Sem dúvida é um bom debate.
Melhor ainda quando se trata do PMDB: um acordo em eterno questionamento.
Considero que "estratégico" é o nosso - falo como petista - programa real, aquele tornado idéia e ação de governo.
Quem se dispuser a seguir com ele, sem alterar o que dele é essencial, dentro do pressuposto de que é verdadeiro aquilo que é praticado, que sagra-se vitorioso porque se impõe enquanto realização, são aliados efetivamente estratégicos.
Diferente deste debate no conteúdo, mas idêntico no mérito, é a antiga discussão das "direções revolucionárias".
O trotskista Ernest Mandel dizia sobre isso, com muita razão na minha opinião, que o caráter "revolucionário" de uma direção só pode ser medido no próprio processo revolucionário, para atestar, primeiro que se é de fato uma direção e, segundo, se é de fato "revolucionária".
Vejo o PMDB, por alto, percorrendo o período em que eram base de apoio da Era FHC, quando passam a base de sustentação do "lulismo" (que defino como uma corrente de massas voltada à conjugação de crescimento com justiça social, como método e conteúdo de desenvolvimento nacional e projeto sócio-político de civilização mundial), como um partido que, afora sua "formação social" interna, foi ganho para o projeto que, de facto implementamos hoje. E sejamos verdadeiros: não sabemos para onde exatamente este projeto nos levará, pois isto depende, e isso é muito real, dos rumos que a atual geração e a imediatamente anterior a ela, dará a ele. Isso dirá se o PMDB segue estratégico, portanto, dentro do conceito que prefiro trabalhar, ou não.

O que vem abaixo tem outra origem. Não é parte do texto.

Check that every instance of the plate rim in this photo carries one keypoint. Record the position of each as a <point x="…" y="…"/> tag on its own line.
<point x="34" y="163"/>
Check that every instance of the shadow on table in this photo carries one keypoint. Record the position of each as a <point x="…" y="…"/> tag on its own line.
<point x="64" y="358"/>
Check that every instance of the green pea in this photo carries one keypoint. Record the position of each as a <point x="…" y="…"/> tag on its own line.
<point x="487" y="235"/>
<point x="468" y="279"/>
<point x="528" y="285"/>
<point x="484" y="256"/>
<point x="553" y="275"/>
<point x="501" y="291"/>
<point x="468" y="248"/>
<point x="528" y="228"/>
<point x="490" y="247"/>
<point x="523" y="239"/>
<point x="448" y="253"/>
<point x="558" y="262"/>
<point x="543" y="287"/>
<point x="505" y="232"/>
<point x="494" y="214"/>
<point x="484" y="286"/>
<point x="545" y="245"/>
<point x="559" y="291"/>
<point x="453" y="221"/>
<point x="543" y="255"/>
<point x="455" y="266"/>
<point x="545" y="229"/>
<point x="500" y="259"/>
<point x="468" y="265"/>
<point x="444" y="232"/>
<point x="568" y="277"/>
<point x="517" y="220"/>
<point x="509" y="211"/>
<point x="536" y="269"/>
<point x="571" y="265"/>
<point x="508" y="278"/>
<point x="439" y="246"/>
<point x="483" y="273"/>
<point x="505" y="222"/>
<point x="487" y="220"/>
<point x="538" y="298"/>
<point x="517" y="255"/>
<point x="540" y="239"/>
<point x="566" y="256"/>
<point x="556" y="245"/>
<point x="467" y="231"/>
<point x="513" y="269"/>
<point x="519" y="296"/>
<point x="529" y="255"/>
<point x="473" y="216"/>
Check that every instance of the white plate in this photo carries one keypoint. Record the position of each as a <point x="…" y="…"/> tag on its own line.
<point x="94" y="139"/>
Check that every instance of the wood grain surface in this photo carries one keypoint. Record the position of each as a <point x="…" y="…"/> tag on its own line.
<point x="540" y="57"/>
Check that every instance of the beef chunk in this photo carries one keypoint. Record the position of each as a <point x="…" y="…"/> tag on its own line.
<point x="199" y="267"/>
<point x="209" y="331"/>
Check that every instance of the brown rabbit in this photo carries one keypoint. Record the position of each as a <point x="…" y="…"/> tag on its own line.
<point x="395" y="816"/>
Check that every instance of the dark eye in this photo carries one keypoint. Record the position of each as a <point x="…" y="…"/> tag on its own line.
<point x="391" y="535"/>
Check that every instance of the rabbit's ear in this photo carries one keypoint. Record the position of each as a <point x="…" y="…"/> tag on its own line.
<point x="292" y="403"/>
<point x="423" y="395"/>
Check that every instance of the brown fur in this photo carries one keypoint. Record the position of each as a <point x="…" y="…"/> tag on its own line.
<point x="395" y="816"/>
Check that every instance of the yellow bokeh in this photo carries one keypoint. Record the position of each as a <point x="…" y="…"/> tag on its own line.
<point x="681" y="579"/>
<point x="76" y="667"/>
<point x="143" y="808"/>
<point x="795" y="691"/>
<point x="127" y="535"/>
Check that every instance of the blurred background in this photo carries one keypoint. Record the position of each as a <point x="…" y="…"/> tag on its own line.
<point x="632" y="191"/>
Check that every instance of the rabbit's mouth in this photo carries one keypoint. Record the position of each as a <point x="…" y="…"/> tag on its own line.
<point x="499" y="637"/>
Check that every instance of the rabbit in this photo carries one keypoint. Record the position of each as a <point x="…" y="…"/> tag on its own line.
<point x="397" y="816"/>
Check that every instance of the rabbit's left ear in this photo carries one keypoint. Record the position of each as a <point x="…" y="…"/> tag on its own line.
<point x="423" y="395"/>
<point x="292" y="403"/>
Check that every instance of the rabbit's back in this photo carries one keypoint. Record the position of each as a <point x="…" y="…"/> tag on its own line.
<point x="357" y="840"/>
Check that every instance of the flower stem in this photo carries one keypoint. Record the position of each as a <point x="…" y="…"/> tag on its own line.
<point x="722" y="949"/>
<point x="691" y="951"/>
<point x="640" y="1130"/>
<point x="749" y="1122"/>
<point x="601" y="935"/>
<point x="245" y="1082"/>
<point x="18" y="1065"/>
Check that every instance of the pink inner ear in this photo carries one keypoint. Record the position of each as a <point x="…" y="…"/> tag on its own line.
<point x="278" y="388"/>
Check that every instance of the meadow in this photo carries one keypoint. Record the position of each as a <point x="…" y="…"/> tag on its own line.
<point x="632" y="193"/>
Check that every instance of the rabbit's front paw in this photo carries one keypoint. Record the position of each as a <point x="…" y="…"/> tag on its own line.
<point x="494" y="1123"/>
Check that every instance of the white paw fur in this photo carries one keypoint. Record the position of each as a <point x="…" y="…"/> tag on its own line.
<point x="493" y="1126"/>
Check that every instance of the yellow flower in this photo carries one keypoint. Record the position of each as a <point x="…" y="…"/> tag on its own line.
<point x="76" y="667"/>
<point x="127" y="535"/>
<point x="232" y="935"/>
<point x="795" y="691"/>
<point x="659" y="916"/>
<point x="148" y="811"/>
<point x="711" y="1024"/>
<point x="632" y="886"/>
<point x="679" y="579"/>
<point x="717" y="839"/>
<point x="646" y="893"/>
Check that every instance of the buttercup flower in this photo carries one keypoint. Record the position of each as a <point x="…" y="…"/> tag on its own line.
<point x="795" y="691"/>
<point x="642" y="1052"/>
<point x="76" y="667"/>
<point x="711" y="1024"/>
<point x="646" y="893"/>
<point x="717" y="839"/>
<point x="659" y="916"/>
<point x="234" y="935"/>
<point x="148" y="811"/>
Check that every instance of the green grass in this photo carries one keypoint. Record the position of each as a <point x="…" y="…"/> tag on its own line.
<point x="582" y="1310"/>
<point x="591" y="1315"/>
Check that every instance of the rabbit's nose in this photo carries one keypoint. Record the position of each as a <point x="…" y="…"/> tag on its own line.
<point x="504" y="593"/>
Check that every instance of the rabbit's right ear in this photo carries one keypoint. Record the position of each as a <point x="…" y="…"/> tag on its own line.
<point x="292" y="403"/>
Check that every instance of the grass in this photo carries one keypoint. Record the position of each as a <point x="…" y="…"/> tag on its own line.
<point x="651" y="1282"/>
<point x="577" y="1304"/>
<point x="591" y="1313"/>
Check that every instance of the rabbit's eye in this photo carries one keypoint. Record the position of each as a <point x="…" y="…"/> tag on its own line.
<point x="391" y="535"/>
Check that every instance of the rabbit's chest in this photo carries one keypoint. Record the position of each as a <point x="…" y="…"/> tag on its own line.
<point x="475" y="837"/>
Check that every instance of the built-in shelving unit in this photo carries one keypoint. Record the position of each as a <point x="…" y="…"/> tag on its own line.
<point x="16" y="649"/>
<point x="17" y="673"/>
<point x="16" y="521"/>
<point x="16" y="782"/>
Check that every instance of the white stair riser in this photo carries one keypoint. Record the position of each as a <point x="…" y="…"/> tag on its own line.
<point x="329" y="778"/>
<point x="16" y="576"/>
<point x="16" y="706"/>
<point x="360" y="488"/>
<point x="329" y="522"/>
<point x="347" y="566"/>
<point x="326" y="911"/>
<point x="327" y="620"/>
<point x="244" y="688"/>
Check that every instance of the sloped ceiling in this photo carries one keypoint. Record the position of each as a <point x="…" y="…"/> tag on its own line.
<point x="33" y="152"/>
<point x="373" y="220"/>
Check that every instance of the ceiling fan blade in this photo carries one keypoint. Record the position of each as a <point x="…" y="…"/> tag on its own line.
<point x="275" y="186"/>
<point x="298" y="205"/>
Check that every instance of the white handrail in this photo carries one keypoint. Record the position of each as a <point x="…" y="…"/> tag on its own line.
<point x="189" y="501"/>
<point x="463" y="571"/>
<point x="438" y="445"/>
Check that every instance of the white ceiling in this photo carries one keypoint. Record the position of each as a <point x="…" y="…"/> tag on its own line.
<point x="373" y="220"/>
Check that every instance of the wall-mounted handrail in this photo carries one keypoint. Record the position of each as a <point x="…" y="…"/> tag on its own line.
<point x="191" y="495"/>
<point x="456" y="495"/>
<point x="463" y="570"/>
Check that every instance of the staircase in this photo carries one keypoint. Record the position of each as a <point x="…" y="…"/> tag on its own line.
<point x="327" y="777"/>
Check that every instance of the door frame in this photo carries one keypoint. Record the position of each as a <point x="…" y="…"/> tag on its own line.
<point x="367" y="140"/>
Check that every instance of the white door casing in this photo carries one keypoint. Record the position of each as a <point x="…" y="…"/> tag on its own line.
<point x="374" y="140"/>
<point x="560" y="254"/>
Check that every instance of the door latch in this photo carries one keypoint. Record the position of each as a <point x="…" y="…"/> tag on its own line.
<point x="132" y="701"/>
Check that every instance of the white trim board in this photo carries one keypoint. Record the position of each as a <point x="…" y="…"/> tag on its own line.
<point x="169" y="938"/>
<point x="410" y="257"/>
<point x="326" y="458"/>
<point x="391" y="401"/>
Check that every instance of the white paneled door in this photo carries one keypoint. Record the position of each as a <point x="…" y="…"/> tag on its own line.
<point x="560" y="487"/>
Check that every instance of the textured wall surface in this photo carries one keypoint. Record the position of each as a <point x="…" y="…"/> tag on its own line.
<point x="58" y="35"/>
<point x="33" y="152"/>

Entretanto isso não dependerá apenas da nossa unilateralidade. O próprio PMDB poderá se desenvolver em sua composição social (porque esta, em última instância expressa a política) e seguir nosso aliado. E aqui, insiro uma perspectiva que levo muito a sério não apenas para o PMDB: podemos disputar geracionalmente nossos hoje aliados "táticos".
Façamos duas reflexões: o PC do B é nosso aliado estratégico? Alguns diriam "sim", porque defende o socialismo. Mas, peguemos o "programa máximo" do PC do B...Não defendemos aquilo em nossos documentos mais fundacionais. O PC do B é um aliado estratégico hoje porque defende para o Brasil o que nós estamos defendendo e implementando, com as diferenças pontuais normais, embora, dentro do PT haja tendências que do ponto de vista do "programa máximo" estejam mais próximos deles do que do PT, que expressa hegemonicamente as posições da CNB. E, por outro lado, no "programa mínimo", a CNB está mais próxima do PC do B do que de certas tendências do PT.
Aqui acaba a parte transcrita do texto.